When I first tried to describe our “Christian House of Hospitality” to my sister, the conversation ended something like this…
Lisa: So basically, you’re just living with your friends.
Me: Well, not exactly. We keep space open for people who need a place to stay.
Lisa: Well, yeah, we let people crash on our couch, too.
And it got me thinking. How is Christian community any different from just rooming with friends? I have lived with other people my entire life: my family, roommates, then housemates. We loved each other and tried to hold each other accountable. We talked about God and sometimes prayed together. We screwed up, fought, and forgave each other. And if someone we knew needed help, we were sometimes willing to open our doors, our table, our wallets, and our beds.
So how’s that any different from my life now? Well, in a lot of ways, it’s no different at all. God gives us this communal way of living because God knows we will flourish, we will become our best selves, when we live and work together. Because giving and receiving from one another is how we were created to live, there is something inside us that drives us to those kinds of practices naturally. Poverty can also force people to these practices naturally. If you don’t have much, you quickly learn to depend on others, share space and resources, and pray daily for your needs to be met. One reason Jesus favored poverty was because he knew that the poor could engage in communal life much more easily than the rich.
But poverty can also make us guarded and manipulative. College roommates might sometimes look like Christian community, but eventually someone will come along who you can’t welcome — after all, you never know who might steal your laptops. While we can surely stumble onto communities of hospitality without naming them as such, our practices become more deep, consistent, and simply possible when we self-consciously claim our communities for Christ’s welcoming, inter-dependent, prayerful living. I’ve noticed that when we do claim our communities for Christ, there is one notable difference from when we are simply living with roommates: our level of intentionality. That is, we do what we do on purpose.

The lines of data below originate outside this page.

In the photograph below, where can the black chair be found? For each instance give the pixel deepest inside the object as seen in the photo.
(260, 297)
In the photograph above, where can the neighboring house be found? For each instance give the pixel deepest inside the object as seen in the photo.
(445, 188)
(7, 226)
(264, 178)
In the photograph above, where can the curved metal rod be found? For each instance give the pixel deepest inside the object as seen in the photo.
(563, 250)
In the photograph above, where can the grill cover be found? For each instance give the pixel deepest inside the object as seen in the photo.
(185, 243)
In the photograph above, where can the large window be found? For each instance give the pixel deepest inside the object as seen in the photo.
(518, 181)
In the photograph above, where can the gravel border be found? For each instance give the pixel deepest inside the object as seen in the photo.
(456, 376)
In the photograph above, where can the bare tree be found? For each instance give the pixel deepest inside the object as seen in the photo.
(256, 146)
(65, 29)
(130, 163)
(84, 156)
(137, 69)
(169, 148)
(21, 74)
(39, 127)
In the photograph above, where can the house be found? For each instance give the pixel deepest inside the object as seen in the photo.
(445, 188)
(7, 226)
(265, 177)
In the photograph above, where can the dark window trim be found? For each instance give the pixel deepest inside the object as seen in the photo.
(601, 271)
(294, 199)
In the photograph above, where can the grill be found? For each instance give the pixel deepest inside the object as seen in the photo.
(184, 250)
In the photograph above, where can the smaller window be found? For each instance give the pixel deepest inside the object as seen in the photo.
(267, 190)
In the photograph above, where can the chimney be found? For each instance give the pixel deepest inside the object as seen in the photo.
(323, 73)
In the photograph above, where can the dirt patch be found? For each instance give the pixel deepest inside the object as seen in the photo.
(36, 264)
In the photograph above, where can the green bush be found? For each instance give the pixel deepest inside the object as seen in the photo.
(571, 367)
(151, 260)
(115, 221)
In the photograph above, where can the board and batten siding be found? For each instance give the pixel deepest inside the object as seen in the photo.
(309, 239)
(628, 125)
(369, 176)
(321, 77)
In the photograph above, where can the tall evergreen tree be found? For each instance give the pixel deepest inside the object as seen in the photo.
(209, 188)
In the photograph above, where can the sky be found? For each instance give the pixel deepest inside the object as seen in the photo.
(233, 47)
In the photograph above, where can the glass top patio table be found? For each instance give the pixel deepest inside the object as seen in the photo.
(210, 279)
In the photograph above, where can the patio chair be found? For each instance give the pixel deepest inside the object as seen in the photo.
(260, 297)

Intentionality is important because while Christian communal practices may be good for us, they can also be hard and are often counter to what our culture assumes. You may happen to pray with your housemates, but if you don’t set specific time(s) aside each day, things come up, people lose interest, or you simply forget. You may naturally hold your roommates accountable for their ethical decisions, but if you haven’t made an intentional commitment to give and receive such comments, a roommate’s critique may seem petty, jealous, and unwelcome. Accountability is hard — it’s hard to tell someone you see her going down a harmful path. Without an intentional commitment to engage in such difficult conversations, the most difficult (and most important) comments are more easily left unsaid.

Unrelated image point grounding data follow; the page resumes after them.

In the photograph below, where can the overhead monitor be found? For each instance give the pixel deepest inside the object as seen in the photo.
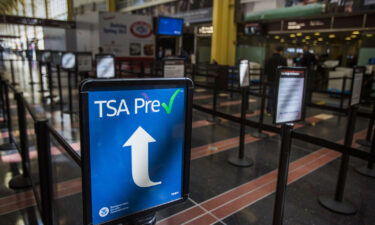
(135, 140)
(170, 26)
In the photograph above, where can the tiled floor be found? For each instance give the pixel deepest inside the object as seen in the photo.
(220, 192)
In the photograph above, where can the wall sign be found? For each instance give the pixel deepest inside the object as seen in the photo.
(68, 61)
(290, 94)
(105, 66)
(135, 136)
(357, 82)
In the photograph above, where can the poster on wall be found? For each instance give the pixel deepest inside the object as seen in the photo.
(126, 35)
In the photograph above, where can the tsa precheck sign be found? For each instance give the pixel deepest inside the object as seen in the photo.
(136, 150)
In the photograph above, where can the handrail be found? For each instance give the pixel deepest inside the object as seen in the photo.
(66, 146)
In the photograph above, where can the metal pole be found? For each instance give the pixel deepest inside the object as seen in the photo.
(22, 181)
(259, 133)
(367, 142)
(60, 90)
(50, 83)
(45, 170)
(282, 176)
(12, 73)
(337, 204)
(342, 96)
(241, 160)
(31, 72)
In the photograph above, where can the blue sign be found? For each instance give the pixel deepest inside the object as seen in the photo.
(136, 147)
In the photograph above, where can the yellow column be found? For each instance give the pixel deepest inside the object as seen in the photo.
(111, 5)
(223, 47)
(69, 4)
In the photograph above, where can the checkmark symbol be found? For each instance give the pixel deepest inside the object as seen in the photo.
(168, 108)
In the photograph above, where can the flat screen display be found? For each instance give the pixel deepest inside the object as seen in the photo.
(170, 26)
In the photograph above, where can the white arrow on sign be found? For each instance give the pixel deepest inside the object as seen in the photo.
(139, 143)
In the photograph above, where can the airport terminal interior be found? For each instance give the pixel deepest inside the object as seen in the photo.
(199, 112)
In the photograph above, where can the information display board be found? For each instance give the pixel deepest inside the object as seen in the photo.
(357, 81)
(174, 68)
(105, 66)
(84, 62)
(68, 61)
(135, 139)
(290, 95)
(243, 72)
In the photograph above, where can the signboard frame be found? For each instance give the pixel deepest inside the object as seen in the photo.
(130, 84)
(171, 60)
(102, 55)
(75, 61)
(363, 71)
(84, 54)
(276, 95)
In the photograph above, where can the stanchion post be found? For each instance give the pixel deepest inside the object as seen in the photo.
(367, 142)
(22, 181)
(241, 160)
(282, 175)
(58, 69)
(45, 170)
(342, 96)
(31, 72)
(50, 83)
(369, 170)
(337, 204)
(259, 133)
(14, 83)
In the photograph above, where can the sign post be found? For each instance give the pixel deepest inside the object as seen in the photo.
(135, 136)
(290, 101)
(105, 66)
(68, 62)
(337, 204)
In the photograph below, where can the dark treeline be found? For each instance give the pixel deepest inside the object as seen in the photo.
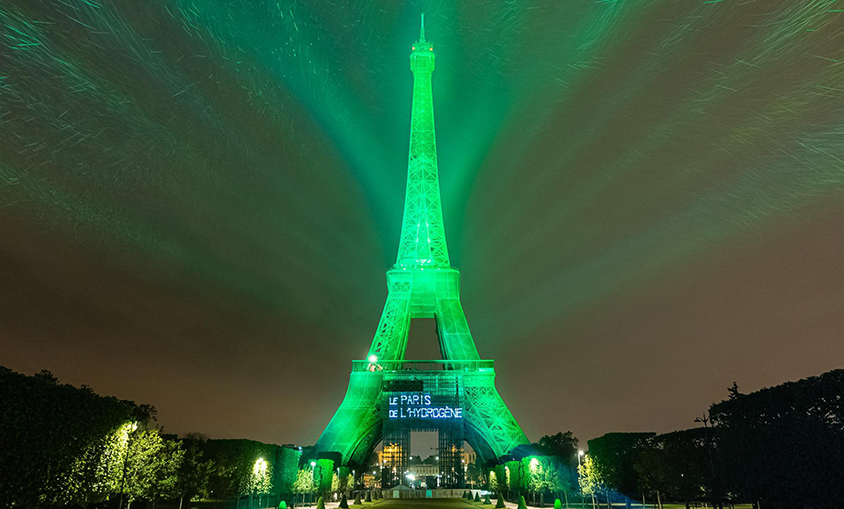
(780, 447)
(67, 446)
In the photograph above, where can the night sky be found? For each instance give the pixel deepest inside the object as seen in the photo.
(199, 200)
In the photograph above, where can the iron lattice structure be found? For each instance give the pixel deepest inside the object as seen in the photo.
(422, 284)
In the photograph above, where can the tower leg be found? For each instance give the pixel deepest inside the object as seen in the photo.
(355, 428)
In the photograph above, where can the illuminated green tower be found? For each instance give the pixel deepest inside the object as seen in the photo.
(422, 284)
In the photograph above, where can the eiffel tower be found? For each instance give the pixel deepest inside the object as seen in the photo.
(385, 388)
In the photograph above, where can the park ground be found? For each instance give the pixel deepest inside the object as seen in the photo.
(459, 503)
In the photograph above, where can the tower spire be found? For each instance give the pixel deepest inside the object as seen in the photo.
(422, 242)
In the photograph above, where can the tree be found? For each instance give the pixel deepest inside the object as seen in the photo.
(304, 482)
(493, 484)
(323, 475)
(589, 477)
(499, 504)
(614, 455)
(59, 444)
(260, 482)
(195, 470)
(152, 467)
(675, 465)
(561, 445)
(783, 446)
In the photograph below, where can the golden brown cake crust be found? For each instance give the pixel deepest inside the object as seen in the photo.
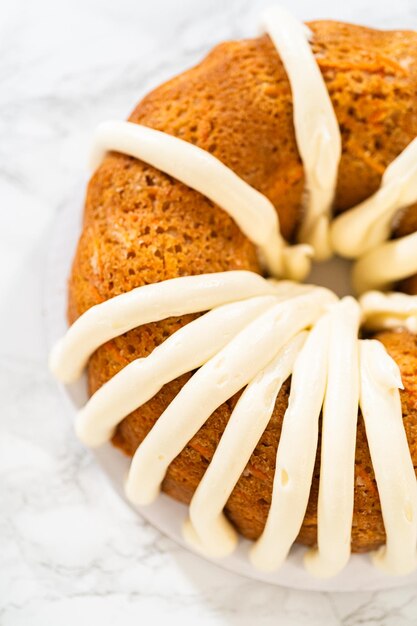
(141, 226)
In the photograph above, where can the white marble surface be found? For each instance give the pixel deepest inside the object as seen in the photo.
(70, 550)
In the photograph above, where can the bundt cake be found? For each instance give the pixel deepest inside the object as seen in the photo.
(277, 413)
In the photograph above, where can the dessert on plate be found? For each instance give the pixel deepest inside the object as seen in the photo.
(276, 410)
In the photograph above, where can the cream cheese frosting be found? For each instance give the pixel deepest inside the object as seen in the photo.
(207, 529)
(188, 294)
(389, 310)
(394, 472)
(294, 472)
(216, 381)
(316, 127)
(338, 443)
(369, 224)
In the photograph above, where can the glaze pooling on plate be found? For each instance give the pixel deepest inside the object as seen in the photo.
(257, 333)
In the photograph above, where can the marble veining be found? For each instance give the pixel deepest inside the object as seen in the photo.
(70, 550)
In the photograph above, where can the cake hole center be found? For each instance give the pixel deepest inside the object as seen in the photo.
(335, 274)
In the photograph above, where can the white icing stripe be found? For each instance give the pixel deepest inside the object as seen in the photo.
(338, 443)
(151, 303)
(389, 310)
(370, 223)
(393, 467)
(214, 383)
(386, 264)
(296, 451)
(316, 127)
(187, 349)
(252, 211)
(208, 529)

Finally, welcoming the stranger is hard, too. You may naturally welcome folks into your home for meals or to crash on your couch, but sustained commitment to welcoming any and all of God’s children can only happen when a whole community is committed to the practice and the support of one another in the difficulties of that practice. Welcoming people to meals means spending double or triple what you would normally spend on food. Welcoming anyone into your home means running the risk of lost property or even harm to yourself. Welcoming a person off the street means welcoming their needs, their legal and medical problems, and their lack of transportation. Such radical hospitality runs against the grain of what our culture tells us about security and self-reliance. While radical hospitality might be naturally somewhere deep inside of us, I truly believe we need intentional communities to help us engage in this widely-condemned welcoming.
If you’ve simply slipped into Christian hospitality without knowing it as such, you might miss the best part: meeting Christ in the face of another person every single day. Because I know why we do what we do, my eyes are opened to see Jesus hiding in all of our practices. Because I know that our table fellowship is made possible only by Christ’s giving of his body and blood, I see Jesus when we sit down together to eat. Because I know that we pray not simply out of necessity, but because Jesus taught us to pray, I can hear Jesus in my housemate’s recitation of our Lord’s prayer. Because I know that Jesus said when we welcome the stranger, we welcome him, I have the honor and privilege of meeting Jesus each day in those whose needs so quickly overwhelm me.
Because I know that we are striving together to be the body of Christ and not simply roommates, I can begin to see Christ in myself. I can begin to see my own inexplicable, astonishing worth as I see the Christ in me — and that’s a pretty big change from any way I’ve lived before. So while Christian Houses of Hospitality might be friends rooming together, and while friends rooming together might naturally engage in practices of hospitality, I ultimately think that the claiming of communities for Christ makes a difference: a difference in intentionality that visibly shapes the community’s life, and the blessed difference of having our eyes opened to seeing Christ in all we do.